Fix: Try to reduce the list of essential URLs and pages from this overview. If you do find important URLs here, check when they were crawled. If an URL has enough internal links to be indexed, but it’s still not, try to improve the page with more fresh content. If, for any reason, you decide to remove the page, make sure you use the URL removal requests tool.
Discovered – currently not indexed
Google found a page on the site, but it hadn’t been crawled yet. You have a poor internal link structure. Typically Google wanted to crawl that URL, but it was considered that this would overload their servers, so they rescheduled their next crawl for when there’s room (or more ‘crawl budget’) to avoid overloading the process. This is why you won’t see any data from the last crawls.
Fix: Too many URLs and not enough crawl budget, Google might not be spending as much time on it. Your website either doesn’t have the authority or has pages with high load time, or is often unavailable – all reasons that will make the crawl process more difficult. Again, try to improve your internal link structure. You can expect a bigger crawl budget over time.
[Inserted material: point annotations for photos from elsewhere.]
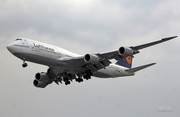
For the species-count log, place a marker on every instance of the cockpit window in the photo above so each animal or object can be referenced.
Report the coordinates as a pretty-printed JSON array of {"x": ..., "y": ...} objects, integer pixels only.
[{"x": 18, "y": 39}]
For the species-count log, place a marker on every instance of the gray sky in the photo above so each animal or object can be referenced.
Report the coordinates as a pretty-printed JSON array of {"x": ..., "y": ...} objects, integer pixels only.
[{"x": 91, "y": 26}]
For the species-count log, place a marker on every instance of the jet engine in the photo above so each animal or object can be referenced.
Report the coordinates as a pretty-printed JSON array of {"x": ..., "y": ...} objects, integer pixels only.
[
  {"x": 42, "y": 80},
  {"x": 124, "y": 51},
  {"x": 91, "y": 58}
]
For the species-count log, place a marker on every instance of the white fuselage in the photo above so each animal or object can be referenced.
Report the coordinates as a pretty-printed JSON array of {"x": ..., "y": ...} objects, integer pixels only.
[{"x": 52, "y": 56}]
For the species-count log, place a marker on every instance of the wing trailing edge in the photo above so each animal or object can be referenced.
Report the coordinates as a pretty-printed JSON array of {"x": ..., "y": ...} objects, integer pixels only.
[{"x": 132, "y": 70}]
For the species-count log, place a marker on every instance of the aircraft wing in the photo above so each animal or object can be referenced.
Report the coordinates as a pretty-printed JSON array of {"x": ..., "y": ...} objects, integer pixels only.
[
  {"x": 102, "y": 60},
  {"x": 134, "y": 49}
]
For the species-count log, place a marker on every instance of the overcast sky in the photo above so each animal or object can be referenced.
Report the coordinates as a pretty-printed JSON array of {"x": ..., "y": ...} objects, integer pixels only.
[{"x": 91, "y": 26}]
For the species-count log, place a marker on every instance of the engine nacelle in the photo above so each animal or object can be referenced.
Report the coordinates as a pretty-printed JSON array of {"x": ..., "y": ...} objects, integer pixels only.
[
  {"x": 42, "y": 77},
  {"x": 91, "y": 58},
  {"x": 42, "y": 80},
  {"x": 124, "y": 51},
  {"x": 39, "y": 84}
]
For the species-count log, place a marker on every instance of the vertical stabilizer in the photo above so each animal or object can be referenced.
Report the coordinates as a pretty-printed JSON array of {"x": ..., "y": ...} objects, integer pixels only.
[{"x": 125, "y": 62}]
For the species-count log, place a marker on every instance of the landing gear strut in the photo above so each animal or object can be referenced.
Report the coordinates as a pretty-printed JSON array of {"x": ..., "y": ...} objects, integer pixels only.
[{"x": 24, "y": 64}]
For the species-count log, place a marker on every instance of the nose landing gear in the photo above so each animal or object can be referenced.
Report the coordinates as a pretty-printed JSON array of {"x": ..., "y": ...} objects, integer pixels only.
[{"x": 24, "y": 65}]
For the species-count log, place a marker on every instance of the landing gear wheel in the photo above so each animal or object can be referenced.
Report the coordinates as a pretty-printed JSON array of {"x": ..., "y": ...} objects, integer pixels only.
[
  {"x": 79, "y": 80},
  {"x": 67, "y": 82},
  {"x": 24, "y": 65}
]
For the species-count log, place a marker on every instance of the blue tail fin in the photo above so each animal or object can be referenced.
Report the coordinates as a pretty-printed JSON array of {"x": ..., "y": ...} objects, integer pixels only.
[{"x": 125, "y": 62}]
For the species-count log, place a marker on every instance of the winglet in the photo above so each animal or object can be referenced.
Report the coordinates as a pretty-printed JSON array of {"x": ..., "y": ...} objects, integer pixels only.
[
  {"x": 152, "y": 43},
  {"x": 132, "y": 70}
]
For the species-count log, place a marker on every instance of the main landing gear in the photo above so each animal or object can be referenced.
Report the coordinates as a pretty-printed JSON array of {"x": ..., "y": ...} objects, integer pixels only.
[{"x": 24, "y": 64}]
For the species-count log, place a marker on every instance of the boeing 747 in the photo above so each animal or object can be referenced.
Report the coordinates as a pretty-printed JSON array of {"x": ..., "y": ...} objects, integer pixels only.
[{"x": 65, "y": 66}]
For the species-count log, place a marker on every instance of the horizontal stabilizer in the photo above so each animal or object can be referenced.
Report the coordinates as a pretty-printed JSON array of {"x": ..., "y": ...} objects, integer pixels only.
[{"x": 132, "y": 70}]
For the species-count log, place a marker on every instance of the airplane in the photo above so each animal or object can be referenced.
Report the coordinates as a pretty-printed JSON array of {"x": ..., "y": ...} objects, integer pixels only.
[{"x": 65, "y": 66}]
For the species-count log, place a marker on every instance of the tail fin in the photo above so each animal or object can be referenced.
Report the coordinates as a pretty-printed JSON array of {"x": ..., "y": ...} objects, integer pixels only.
[{"x": 125, "y": 62}]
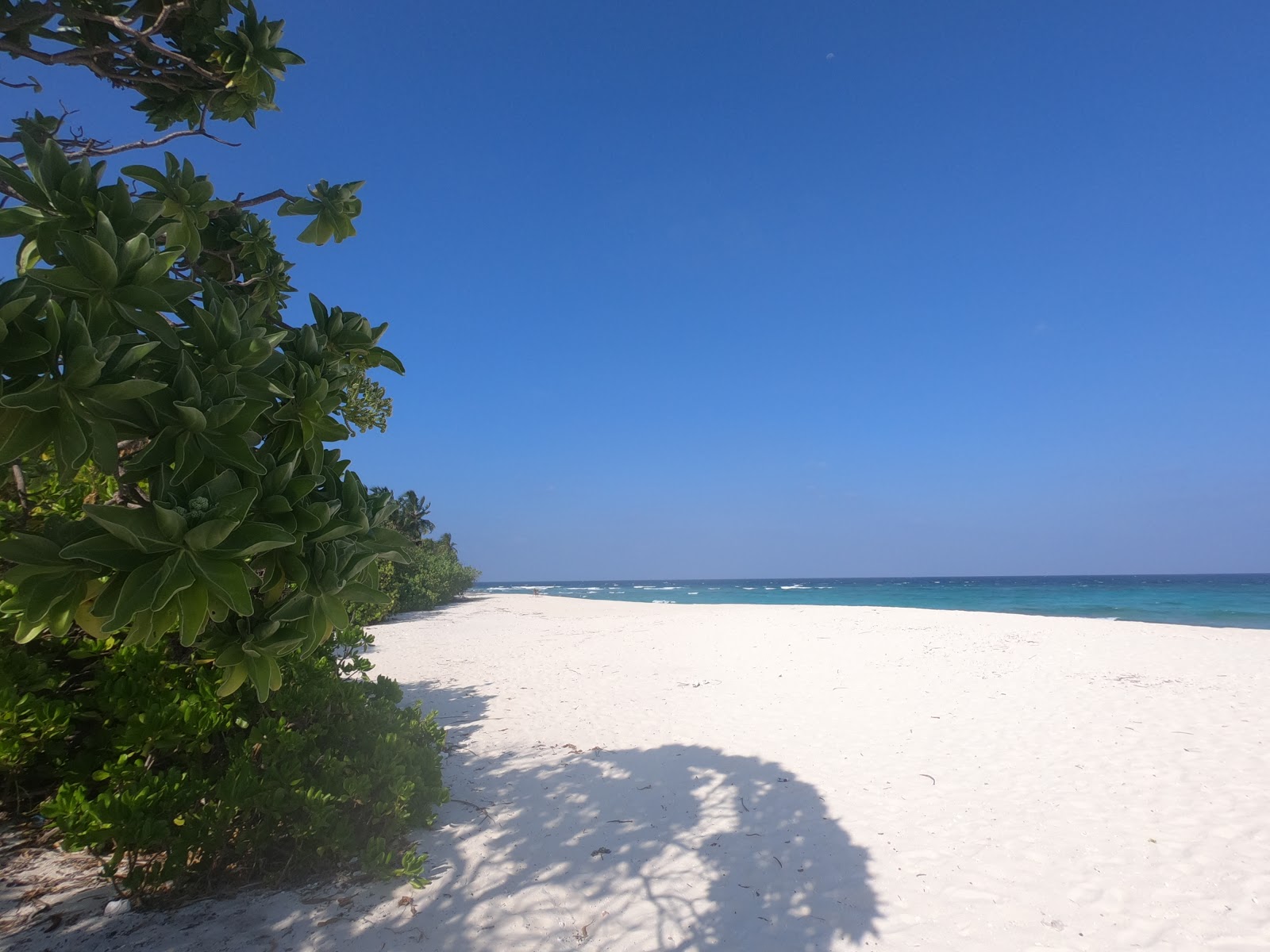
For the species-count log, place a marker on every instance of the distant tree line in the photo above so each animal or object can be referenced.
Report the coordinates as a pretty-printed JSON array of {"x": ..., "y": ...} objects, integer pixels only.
[{"x": 431, "y": 574}]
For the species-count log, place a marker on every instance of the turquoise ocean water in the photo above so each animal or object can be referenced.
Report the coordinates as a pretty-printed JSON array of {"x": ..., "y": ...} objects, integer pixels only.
[{"x": 1222, "y": 601}]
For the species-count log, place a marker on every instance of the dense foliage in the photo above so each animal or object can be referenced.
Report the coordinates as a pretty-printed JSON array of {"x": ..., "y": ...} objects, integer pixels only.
[
  {"x": 431, "y": 573},
  {"x": 131, "y": 753},
  {"x": 173, "y": 520}
]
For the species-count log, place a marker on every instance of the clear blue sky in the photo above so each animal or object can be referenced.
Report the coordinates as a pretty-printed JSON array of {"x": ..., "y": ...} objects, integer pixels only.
[{"x": 802, "y": 290}]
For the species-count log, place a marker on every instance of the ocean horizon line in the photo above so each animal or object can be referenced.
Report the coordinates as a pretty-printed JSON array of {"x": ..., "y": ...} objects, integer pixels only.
[{"x": 1212, "y": 600}]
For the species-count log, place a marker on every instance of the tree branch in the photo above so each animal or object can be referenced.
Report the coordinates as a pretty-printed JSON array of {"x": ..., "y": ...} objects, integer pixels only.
[
  {"x": 260, "y": 200},
  {"x": 92, "y": 148}
]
Alternate page with proper canonical tag
This page is a duplicate of the original, canonical version. A canonical tag is a signal to the search engines that can help them prioritise and consolidate all of your links. A common example are pagination URLs, eg: mywebsite.com/category/page-1, /page-2, etc.
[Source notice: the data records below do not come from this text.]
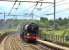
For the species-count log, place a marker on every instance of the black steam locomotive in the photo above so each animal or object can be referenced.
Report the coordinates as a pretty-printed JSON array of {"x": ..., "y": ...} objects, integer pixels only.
[{"x": 30, "y": 32}]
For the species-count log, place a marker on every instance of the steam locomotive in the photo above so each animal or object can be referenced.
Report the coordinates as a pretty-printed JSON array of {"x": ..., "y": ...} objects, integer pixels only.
[{"x": 30, "y": 32}]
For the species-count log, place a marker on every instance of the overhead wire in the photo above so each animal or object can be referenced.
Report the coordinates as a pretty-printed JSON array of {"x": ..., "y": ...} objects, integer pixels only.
[{"x": 12, "y": 7}]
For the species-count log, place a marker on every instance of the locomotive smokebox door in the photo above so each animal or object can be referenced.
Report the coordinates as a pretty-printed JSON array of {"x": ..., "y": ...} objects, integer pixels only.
[{"x": 30, "y": 32}]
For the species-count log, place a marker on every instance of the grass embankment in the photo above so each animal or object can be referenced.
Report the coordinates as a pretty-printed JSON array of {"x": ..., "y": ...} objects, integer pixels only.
[
  {"x": 58, "y": 36},
  {"x": 4, "y": 33}
]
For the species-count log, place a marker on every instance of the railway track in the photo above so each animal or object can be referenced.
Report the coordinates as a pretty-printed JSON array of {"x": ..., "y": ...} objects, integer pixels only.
[{"x": 13, "y": 42}]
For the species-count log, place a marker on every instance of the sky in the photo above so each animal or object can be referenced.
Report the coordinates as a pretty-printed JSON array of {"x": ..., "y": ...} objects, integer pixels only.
[{"x": 26, "y": 9}]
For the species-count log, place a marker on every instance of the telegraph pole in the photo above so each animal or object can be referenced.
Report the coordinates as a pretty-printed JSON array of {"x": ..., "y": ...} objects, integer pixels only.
[
  {"x": 54, "y": 14},
  {"x": 4, "y": 16}
]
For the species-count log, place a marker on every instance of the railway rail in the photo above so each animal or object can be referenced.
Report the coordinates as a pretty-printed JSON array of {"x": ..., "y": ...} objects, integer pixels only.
[{"x": 13, "y": 42}]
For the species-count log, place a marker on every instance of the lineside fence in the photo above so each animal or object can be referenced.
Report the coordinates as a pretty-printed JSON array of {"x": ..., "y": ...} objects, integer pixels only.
[{"x": 55, "y": 38}]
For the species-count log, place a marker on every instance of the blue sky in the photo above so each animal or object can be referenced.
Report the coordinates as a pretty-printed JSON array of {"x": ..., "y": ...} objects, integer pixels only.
[{"x": 25, "y": 9}]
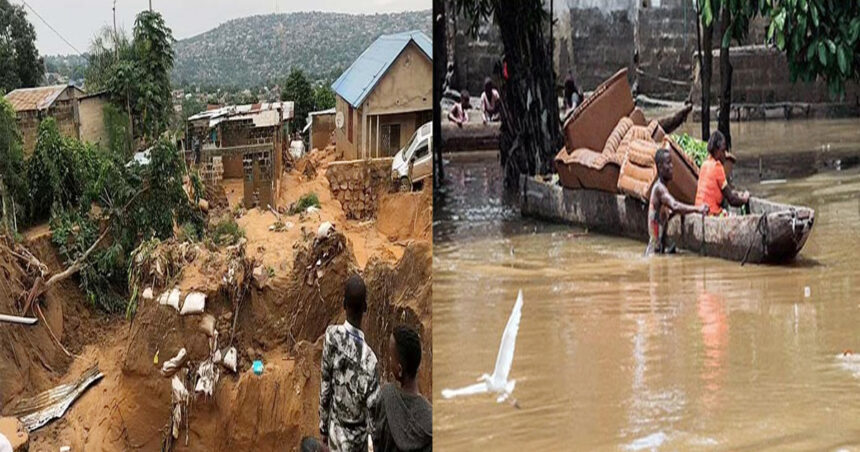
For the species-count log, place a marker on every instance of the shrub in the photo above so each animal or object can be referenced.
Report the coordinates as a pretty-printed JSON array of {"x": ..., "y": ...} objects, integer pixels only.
[{"x": 307, "y": 200}]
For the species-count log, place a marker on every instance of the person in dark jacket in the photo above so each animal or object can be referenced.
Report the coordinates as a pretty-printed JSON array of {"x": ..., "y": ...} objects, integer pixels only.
[{"x": 404, "y": 418}]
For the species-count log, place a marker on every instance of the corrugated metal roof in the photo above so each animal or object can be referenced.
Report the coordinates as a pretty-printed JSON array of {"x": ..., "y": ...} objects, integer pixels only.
[
  {"x": 263, "y": 114},
  {"x": 26, "y": 99},
  {"x": 356, "y": 83}
]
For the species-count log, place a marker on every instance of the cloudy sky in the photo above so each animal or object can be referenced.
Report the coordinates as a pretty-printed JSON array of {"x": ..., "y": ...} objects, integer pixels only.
[{"x": 78, "y": 20}]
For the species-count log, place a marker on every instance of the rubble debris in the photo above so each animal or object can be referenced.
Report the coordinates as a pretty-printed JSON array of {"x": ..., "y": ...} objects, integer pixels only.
[
  {"x": 207, "y": 325},
  {"x": 17, "y": 319},
  {"x": 14, "y": 431},
  {"x": 195, "y": 302},
  {"x": 229, "y": 361},
  {"x": 173, "y": 364},
  {"x": 179, "y": 396},
  {"x": 325, "y": 230},
  {"x": 38, "y": 410},
  {"x": 170, "y": 298}
]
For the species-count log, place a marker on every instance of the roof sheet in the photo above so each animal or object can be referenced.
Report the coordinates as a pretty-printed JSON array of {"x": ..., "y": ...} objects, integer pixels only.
[
  {"x": 356, "y": 83},
  {"x": 25, "y": 99},
  {"x": 263, "y": 114}
]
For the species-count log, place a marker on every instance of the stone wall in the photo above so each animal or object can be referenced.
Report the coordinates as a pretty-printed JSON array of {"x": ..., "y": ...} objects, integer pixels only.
[
  {"x": 761, "y": 76},
  {"x": 596, "y": 38},
  {"x": 63, "y": 111},
  {"x": 358, "y": 185}
]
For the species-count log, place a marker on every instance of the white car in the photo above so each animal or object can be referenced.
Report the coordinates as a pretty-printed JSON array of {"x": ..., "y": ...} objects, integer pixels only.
[
  {"x": 414, "y": 162},
  {"x": 297, "y": 149}
]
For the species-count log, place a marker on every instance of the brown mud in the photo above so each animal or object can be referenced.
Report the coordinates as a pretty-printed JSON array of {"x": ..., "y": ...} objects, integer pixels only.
[{"x": 280, "y": 320}]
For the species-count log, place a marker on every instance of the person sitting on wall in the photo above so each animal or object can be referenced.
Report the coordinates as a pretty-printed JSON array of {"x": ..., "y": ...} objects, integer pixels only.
[
  {"x": 403, "y": 420},
  {"x": 458, "y": 114},
  {"x": 713, "y": 187},
  {"x": 663, "y": 205},
  {"x": 490, "y": 102},
  {"x": 349, "y": 383},
  {"x": 572, "y": 94}
]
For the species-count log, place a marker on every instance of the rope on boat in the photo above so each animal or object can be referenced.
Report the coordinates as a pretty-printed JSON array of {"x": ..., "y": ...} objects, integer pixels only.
[{"x": 762, "y": 222}]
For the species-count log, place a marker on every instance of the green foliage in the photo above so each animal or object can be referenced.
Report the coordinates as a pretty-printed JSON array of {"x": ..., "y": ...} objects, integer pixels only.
[
  {"x": 153, "y": 45},
  {"x": 58, "y": 172},
  {"x": 323, "y": 97},
  {"x": 106, "y": 49},
  {"x": 20, "y": 64},
  {"x": 298, "y": 89},
  {"x": 135, "y": 204},
  {"x": 692, "y": 146},
  {"x": 117, "y": 128},
  {"x": 307, "y": 200},
  {"x": 741, "y": 13},
  {"x": 13, "y": 184},
  {"x": 227, "y": 232},
  {"x": 257, "y": 50},
  {"x": 820, "y": 39}
]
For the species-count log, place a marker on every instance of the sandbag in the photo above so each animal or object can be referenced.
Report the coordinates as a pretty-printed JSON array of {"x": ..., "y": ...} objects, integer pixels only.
[
  {"x": 170, "y": 298},
  {"x": 229, "y": 360},
  {"x": 173, "y": 364}
]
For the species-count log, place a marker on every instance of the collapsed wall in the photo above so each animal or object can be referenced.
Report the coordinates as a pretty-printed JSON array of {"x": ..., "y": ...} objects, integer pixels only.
[{"x": 358, "y": 184}]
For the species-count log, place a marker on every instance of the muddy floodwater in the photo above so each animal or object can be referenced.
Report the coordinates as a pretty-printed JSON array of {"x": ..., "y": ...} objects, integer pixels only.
[{"x": 620, "y": 352}]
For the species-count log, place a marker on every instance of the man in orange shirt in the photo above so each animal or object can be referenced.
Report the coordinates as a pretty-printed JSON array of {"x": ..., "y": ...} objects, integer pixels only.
[{"x": 713, "y": 187}]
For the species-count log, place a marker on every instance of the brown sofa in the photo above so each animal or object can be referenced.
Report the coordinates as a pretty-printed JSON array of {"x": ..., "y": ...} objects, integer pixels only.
[{"x": 592, "y": 155}]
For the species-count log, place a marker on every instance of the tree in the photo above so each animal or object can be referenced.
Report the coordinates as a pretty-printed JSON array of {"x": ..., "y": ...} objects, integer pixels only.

Fix: Change the canonical to self-referencing if these pages shouldn’t be canonicalised. Suppose you see an increased amount of pages in this overview more than the increase in indexable pages. In that case, you could potentially be dealing with poor internal link structure or crawl budget issues. To check if you have crawl budget issues, you can perform a server log files analysis. It’s not that easy to understand the details in the server log files and get them – you should search for expert help.
Duplicate without user-selected canonical
It seems that there are duplicate pages for this topic. The copy you’re looking at is not the canonical one, and we believe Google has chosen a different page to be authentic. If you inspect Google’s search results, it will show what they have deemed as most accurate.
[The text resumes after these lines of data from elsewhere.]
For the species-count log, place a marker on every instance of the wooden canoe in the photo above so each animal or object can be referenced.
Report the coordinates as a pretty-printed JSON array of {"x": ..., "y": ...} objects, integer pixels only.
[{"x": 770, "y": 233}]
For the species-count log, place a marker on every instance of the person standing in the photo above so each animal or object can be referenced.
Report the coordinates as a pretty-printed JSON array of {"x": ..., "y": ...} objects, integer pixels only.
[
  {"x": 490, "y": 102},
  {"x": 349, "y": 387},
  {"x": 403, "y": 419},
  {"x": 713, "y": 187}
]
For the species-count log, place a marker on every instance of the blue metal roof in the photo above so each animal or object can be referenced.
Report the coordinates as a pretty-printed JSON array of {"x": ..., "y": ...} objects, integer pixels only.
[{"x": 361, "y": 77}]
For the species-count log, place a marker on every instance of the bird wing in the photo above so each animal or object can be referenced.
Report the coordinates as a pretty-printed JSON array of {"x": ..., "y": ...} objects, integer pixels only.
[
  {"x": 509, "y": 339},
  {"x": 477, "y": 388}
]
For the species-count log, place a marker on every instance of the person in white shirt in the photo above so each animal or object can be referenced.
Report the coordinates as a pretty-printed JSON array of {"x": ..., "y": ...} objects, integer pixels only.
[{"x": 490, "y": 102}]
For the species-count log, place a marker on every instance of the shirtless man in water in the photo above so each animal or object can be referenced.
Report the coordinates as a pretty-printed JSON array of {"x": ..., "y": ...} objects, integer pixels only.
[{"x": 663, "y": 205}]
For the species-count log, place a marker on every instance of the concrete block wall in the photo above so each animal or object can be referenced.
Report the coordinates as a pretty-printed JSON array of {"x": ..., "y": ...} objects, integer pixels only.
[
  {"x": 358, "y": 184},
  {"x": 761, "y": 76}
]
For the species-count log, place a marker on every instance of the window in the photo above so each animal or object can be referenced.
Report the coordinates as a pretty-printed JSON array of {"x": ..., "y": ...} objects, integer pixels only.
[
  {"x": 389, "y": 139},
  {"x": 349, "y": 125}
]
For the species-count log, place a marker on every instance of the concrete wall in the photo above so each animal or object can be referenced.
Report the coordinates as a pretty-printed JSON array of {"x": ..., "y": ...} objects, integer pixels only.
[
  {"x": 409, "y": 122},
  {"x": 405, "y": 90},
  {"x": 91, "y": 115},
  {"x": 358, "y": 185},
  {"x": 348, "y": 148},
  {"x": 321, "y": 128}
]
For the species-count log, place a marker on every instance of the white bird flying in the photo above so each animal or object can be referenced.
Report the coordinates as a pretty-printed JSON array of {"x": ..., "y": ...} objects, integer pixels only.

Fix: To bring your webpage up in search engine rankings, you must start working on your most valuable URLs (usually your ‘money’ pages). You can do this by adding canonical URL tags and using meta robots tags or X-Robots-Tag HTTP headers if these should not be indexed at all. When Google indexes a page, they may even show you their preferred version of the URL through their URL Inspection tool.
Duplicate, Google chose different canonical than user
This page duplicates another URL, and Google has indexed it instead. We recommend marking this as canonical, explicitly telling Google to only index one version. Google takes into account many factors when it selects a canonical and may choose different canonicals on multi-language sites with highly similar pages and thin content.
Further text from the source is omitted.